IRISH UNIVERSITIES regularly boosted staff salaries and topped up pensions without official sanction, an investigation by the Comptroller and Auditor General has established.
Hundreds of senior staff in the seven universities were paid at levels over the maximum allowed, or were paid allowances or performance-related bonuses for which official approval had not been obtained, according to the report published yesterday by comptroller John Buckley.
At UCD, hundreds of staff received unsanctioned payments, the report on resource management and performance at Irish universities indicates.
While the report says that the colleges are taking steps to bring an end to these extra payments, in most cases no action has been taken to recover monies paid.
The chairman of the Oireachtas Public Accounts Committee, Bernard Allen TD, said the report highlighted fundamental questions about the running of the universities. He said members would meet to discuss the findings next week, in particular the contracts between colleges and their staff.
“The committee will be asking hard questions about how these contracts are monitored so that the required minimum contact time with students is achieved, that research work is being carried out and that any private consultancy work undertaken is fully disclosed and costed.”
Mr Buckley looked at almost 200 appointments in UCD in 2007/08 and found that no one was appointed on the first point of the salary scale and almost 70 per cent of candidates were appointed above the third point on the scale.
Defending the payment of allowances, UCD said the posts comprised a critical management layer in the university, and were an important component in generating non-exchequer income.
It said all the senior allowances had been terminated or were in the process of being terminated, but added that legal and industrial relations issues were likely to flow from this cessation.
According to Mr Buckley’s investigation, 78 per cent of UCD staff retiring between October 2007 and September 2008 had years added to their service for pension purposes.
The 42 employees involved had an average of 4.2 years added to their service.
The Higher Education Authority repeatedly warned the college that salaries approved by the review body should not be exceeded without prior approval of the Minister, the report revealed.

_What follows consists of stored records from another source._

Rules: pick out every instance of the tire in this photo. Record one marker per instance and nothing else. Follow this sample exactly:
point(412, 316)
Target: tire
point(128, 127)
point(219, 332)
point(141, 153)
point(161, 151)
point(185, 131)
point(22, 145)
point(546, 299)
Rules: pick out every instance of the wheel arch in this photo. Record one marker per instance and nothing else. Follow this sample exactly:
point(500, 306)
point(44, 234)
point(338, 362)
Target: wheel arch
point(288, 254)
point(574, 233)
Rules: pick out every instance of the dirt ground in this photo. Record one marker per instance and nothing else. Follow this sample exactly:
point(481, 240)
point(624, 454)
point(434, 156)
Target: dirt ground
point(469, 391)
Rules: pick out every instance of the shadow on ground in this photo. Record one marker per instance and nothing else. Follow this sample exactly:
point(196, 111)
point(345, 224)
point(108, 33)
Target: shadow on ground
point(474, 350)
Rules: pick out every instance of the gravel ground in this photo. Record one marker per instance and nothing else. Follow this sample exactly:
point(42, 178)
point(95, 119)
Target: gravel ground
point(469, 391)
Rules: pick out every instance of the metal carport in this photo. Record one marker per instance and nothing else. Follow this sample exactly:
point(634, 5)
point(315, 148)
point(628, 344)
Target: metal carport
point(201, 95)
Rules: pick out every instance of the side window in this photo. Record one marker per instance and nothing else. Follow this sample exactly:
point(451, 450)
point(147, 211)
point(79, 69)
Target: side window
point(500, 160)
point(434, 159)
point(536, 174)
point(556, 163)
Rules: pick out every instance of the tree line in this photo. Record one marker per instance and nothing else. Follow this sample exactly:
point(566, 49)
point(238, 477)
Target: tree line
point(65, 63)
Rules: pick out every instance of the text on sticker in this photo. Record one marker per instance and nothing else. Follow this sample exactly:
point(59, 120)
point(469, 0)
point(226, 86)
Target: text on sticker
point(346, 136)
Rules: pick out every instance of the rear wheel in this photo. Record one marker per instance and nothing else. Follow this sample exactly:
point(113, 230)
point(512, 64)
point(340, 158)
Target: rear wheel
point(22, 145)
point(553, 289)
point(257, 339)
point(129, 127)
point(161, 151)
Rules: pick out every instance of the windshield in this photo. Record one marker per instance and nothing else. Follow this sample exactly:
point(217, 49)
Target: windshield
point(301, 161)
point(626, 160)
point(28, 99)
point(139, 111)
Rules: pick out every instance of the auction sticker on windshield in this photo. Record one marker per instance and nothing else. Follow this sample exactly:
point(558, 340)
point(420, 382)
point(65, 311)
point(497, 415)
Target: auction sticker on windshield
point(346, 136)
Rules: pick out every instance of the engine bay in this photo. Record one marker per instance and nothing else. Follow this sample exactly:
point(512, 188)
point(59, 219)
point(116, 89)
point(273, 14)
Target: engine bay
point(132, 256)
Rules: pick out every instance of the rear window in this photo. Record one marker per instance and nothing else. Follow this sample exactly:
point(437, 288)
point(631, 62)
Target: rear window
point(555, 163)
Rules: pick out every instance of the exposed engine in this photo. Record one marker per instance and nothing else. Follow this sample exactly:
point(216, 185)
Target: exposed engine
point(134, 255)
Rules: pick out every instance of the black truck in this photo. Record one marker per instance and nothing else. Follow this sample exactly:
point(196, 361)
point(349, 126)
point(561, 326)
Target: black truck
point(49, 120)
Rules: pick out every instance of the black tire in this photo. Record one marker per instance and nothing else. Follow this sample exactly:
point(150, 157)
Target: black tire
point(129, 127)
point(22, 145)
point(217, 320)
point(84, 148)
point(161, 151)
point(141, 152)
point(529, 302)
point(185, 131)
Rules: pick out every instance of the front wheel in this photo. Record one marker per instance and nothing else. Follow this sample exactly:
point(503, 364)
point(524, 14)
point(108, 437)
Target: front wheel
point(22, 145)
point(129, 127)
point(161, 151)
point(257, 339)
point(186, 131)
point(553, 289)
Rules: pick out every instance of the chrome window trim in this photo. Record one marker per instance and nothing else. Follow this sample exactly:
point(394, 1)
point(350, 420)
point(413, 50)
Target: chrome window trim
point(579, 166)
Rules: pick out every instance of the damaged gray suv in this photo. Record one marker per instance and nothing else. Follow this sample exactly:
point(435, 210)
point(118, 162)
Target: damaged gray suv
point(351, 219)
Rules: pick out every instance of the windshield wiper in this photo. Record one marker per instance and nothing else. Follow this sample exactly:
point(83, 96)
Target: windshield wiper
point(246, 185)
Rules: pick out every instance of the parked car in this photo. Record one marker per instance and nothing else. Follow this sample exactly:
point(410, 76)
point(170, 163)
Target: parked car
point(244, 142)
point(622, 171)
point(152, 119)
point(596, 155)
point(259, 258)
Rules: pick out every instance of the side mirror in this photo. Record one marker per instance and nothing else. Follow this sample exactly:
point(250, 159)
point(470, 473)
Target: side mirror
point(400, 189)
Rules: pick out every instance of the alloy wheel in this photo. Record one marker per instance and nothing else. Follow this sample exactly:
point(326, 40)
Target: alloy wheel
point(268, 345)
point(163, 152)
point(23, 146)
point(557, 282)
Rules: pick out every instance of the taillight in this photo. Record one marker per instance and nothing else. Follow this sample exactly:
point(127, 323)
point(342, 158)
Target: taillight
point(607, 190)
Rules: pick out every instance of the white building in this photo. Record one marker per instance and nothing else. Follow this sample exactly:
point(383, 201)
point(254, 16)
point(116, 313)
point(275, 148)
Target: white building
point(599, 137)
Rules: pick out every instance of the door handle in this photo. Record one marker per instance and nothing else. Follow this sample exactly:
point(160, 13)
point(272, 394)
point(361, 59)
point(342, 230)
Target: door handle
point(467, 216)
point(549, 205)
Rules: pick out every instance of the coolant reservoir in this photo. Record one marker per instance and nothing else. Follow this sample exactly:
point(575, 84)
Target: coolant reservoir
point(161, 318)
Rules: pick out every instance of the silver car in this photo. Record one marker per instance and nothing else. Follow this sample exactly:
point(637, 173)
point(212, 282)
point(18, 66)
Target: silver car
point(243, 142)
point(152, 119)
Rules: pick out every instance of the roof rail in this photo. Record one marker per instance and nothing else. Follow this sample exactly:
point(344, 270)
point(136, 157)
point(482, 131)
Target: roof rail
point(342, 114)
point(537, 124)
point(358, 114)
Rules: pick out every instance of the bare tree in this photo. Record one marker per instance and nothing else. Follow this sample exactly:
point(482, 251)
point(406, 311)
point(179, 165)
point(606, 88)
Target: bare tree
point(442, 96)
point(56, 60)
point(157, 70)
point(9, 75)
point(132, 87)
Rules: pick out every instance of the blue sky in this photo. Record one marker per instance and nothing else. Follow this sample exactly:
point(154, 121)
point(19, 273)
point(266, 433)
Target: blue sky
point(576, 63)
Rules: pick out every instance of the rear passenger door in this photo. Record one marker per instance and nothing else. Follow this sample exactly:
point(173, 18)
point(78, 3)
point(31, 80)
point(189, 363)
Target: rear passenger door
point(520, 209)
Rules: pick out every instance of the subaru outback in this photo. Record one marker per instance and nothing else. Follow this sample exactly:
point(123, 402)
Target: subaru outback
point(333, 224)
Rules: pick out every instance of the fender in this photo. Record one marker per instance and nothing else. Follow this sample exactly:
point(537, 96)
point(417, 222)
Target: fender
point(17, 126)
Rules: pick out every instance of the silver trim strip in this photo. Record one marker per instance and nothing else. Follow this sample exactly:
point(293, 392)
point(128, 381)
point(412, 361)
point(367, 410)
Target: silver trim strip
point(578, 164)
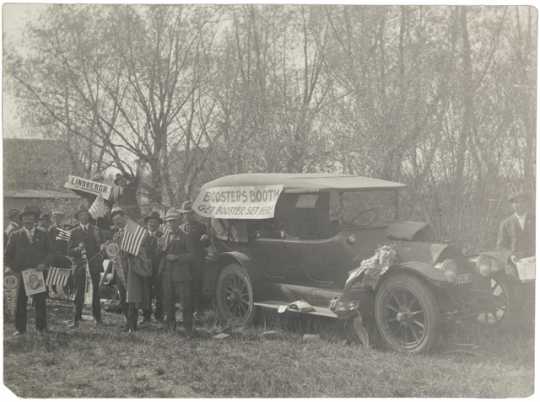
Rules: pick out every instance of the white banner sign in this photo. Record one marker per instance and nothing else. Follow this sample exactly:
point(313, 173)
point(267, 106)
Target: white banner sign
point(34, 282)
point(245, 202)
point(88, 186)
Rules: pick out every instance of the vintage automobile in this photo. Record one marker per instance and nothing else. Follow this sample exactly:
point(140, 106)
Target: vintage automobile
point(512, 286)
point(284, 240)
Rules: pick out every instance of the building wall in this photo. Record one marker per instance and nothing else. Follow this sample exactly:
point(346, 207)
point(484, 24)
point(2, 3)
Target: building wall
point(37, 164)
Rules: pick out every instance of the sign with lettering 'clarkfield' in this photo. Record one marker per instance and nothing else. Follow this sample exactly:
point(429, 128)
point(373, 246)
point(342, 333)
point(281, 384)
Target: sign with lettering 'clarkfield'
point(88, 186)
point(243, 202)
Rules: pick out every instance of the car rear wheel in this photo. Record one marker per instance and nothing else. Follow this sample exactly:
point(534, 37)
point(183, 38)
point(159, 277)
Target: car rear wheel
point(499, 306)
point(407, 314)
point(234, 295)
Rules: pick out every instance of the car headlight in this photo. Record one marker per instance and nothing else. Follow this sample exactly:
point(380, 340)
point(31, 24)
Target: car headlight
point(449, 268)
point(486, 266)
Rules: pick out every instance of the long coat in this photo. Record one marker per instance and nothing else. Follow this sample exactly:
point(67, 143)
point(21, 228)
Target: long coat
point(180, 246)
point(92, 241)
point(21, 254)
point(133, 270)
point(521, 242)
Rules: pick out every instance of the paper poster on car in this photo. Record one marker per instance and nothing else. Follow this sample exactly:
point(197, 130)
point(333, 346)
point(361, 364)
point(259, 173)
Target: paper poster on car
point(77, 183)
point(242, 202)
point(34, 281)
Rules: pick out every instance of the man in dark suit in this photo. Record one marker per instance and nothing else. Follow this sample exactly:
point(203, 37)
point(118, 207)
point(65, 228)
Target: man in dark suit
point(86, 238)
point(153, 284)
point(28, 247)
point(13, 224)
point(176, 275)
point(198, 241)
point(517, 232)
point(58, 239)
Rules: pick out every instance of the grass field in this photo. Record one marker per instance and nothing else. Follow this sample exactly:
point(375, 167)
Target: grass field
point(105, 362)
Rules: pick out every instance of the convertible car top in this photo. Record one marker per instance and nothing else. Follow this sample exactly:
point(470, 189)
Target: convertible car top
point(299, 182)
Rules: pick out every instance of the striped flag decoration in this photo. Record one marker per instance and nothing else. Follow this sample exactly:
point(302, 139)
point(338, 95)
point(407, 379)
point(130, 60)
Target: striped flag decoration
point(134, 235)
point(166, 238)
point(58, 276)
point(98, 209)
point(63, 234)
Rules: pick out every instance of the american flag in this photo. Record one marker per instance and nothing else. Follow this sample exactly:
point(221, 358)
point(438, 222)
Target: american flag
point(166, 238)
point(63, 234)
point(98, 209)
point(134, 235)
point(58, 276)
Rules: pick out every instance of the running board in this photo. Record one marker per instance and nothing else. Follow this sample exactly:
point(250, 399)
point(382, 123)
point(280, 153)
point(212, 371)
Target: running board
point(318, 311)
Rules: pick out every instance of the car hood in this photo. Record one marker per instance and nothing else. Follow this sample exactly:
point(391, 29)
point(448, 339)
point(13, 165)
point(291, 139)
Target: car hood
point(405, 230)
point(429, 253)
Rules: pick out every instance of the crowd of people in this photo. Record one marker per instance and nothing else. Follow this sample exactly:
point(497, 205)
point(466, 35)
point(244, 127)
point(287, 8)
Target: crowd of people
point(168, 266)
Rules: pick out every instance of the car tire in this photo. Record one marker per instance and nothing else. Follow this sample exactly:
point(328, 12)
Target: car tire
point(234, 296)
point(407, 314)
point(505, 300)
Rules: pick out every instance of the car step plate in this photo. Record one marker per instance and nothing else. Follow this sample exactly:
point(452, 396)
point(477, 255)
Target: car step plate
point(318, 311)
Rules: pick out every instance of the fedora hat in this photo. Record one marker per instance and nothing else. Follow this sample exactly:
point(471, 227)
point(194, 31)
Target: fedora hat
point(80, 211)
point(44, 215)
point(13, 213)
point(518, 195)
point(117, 178)
point(30, 211)
point(186, 207)
point(117, 210)
point(153, 215)
point(172, 214)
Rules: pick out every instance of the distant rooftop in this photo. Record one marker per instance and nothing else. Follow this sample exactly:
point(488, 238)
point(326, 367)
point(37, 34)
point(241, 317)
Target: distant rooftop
point(39, 194)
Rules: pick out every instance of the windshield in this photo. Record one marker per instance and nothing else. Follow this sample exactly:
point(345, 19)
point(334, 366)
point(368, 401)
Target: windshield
point(368, 208)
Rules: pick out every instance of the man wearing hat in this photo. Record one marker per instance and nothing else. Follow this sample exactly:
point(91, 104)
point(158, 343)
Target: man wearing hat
point(28, 247)
point(58, 240)
point(85, 239)
point(44, 222)
point(13, 224)
point(124, 194)
point(175, 271)
point(133, 270)
point(198, 241)
point(153, 285)
point(517, 232)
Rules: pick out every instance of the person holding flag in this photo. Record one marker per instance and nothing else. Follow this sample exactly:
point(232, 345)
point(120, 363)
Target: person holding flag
point(153, 285)
point(28, 247)
point(133, 265)
point(176, 273)
point(59, 236)
point(85, 246)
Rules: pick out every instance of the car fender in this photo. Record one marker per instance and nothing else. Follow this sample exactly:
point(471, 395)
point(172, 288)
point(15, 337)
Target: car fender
point(365, 295)
point(421, 269)
point(238, 257)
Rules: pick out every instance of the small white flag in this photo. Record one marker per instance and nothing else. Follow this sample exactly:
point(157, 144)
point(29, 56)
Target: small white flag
point(63, 234)
point(58, 276)
point(98, 209)
point(133, 237)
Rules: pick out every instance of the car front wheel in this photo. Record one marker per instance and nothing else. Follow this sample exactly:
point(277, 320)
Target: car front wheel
point(234, 295)
point(407, 314)
point(500, 304)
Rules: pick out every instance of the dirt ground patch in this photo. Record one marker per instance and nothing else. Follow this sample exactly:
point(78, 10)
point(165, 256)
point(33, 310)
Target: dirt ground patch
point(106, 362)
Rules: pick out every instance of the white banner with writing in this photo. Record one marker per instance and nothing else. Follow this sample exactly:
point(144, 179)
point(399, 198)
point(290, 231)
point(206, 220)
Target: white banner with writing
point(88, 186)
point(242, 202)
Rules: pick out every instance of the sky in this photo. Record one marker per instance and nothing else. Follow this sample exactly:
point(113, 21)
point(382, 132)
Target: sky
point(14, 20)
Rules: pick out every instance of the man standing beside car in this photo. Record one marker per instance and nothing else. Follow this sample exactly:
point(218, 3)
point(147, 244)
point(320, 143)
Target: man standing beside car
point(85, 247)
point(175, 273)
point(517, 232)
point(153, 284)
point(198, 241)
point(28, 247)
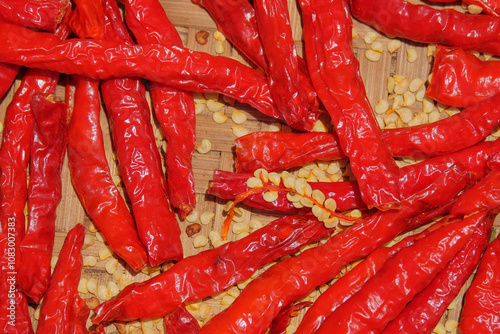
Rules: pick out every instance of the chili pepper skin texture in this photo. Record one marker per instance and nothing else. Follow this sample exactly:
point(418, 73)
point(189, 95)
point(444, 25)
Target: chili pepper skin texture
point(460, 79)
point(45, 14)
point(421, 23)
point(385, 295)
point(180, 322)
point(424, 312)
point(480, 313)
point(176, 67)
point(293, 278)
point(173, 108)
point(48, 146)
point(335, 75)
point(61, 304)
point(140, 161)
point(211, 271)
point(91, 177)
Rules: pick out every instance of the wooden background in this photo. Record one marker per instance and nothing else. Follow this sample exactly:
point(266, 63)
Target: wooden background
point(189, 19)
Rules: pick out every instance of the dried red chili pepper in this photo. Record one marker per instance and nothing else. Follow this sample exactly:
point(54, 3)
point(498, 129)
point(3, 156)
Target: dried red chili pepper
point(48, 147)
point(91, 177)
point(335, 75)
point(176, 67)
point(385, 295)
point(40, 14)
point(480, 311)
point(62, 309)
point(293, 278)
point(273, 22)
point(461, 79)
point(180, 322)
point(211, 271)
point(140, 161)
point(424, 311)
point(421, 23)
point(173, 108)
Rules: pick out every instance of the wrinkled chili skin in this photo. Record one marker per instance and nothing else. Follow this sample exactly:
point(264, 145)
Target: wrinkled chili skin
point(421, 23)
point(180, 322)
point(44, 14)
point(57, 311)
point(173, 108)
point(460, 79)
point(335, 75)
point(293, 278)
point(140, 161)
point(480, 313)
point(176, 67)
point(211, 271)
point(91, 176)
point(424, 311)
point(385, 295)
point(48, 147)
point(347, 286)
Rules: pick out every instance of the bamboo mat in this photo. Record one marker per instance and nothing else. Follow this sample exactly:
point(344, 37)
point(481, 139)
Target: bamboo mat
point(189, 19)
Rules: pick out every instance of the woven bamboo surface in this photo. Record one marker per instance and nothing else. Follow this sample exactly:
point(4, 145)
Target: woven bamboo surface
point(189, 19)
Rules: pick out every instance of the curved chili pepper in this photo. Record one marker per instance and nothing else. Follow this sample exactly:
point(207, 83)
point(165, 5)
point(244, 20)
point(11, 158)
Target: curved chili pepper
point(480, 311)
point(140, 161)
point(385, 295)
point(48, 147)
point(40, 14)
point(293, 278)
point(421, 23)
point(91, 177)
point(180, 322)
point(348, 285)
point(273, 23)
point(173, 108)
point(211, 271)
point(62, 310)
point(461, 79)
point(176, 67)
point(424, 311)
point(335, 75)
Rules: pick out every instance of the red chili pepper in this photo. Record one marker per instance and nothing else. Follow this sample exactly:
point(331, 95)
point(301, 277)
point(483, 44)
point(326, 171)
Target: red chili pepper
point(91, 176)
point(424, 312)
point(460, 79)
point(293, 278)
point(480, 313)
point(62, 310)
point(140, 161)
point(176, 67)
point(385, 295)
point(211, 271)
point(421, 23)
point(180, 322)
point(48, 147)
point(173, 108)
point(273, 23)
point(335, 75)
point(40, 14)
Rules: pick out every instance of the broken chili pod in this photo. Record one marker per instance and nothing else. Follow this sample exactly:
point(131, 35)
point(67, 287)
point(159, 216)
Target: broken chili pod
point(424, 24)
point(91, 176)
point(425, 310)
point(480, 310)
point(386, 294)
point(48, 147)
point(293, 278)
point(173, 66)
point(174, 109)
point(460, 79)
point(336, 78)
point(211, 271)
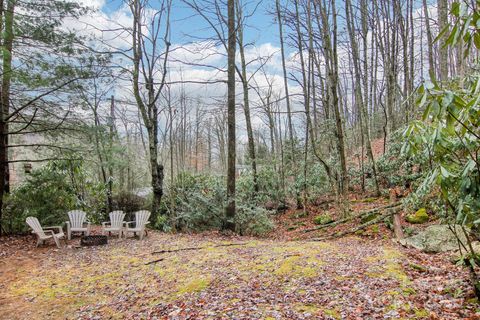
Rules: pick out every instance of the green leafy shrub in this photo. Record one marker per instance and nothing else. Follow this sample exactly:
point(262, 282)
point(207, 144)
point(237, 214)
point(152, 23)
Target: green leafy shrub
point(323, 219)
point(129, 203)
point(421, 216)
point(46, 194)
point(253, 221)
point(197, 202)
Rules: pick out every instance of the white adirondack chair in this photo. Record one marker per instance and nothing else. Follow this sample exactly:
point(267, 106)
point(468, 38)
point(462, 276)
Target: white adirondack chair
point(116, 223)
point(77, 223)
point(45, 233)
point(141, 220)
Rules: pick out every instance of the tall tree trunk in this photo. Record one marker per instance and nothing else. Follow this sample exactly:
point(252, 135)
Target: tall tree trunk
point(5, 101)
point(442, 9)
point(246, 101)
point(230, 209)
point(431, 64)
point(361, 99)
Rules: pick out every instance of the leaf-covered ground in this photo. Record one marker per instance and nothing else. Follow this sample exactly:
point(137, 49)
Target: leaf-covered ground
point(230, 278)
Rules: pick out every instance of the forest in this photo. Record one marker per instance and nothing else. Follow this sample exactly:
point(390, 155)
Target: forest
point(239, 159)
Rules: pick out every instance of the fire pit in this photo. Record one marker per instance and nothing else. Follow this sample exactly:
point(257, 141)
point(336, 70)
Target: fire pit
point(96, 240)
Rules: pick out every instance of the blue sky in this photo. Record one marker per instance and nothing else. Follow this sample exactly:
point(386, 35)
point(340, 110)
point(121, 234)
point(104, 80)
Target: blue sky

University staff are allowed engage in consultancy work up to a specified percentage of their working time, usually 20 per cent. The report called for further information-gathering to capture the time associated with this activity and the commercial value of the consultancy carried out.
Examining the practice of topping up pensions of retiring university staff, it said the Attorney General had advised that in certain instances the provision of added years may have become entitlements through commitments given to staff by universities.
The report is critical of the “considerable delay” in generating cost data for universities. It says the process of introducing a full economic costs model for universities had been delayed because some staff did not file the details required. Filling in the form involved is not mandatory. In the absence of this information, the data available so far is unreliable, it says.
The full economic cost of student services cannot be calculated because there is insufficient information in the financial statements of the third-level colleges. Because of this, the report was unable to determine the extent to which income raised through student service charges covers the cost of services provided to students.
Staff salaries in the universities cost the exchequer just over €1 billion in the academic year 2007/08. The total number of students was 186,000 in 2008.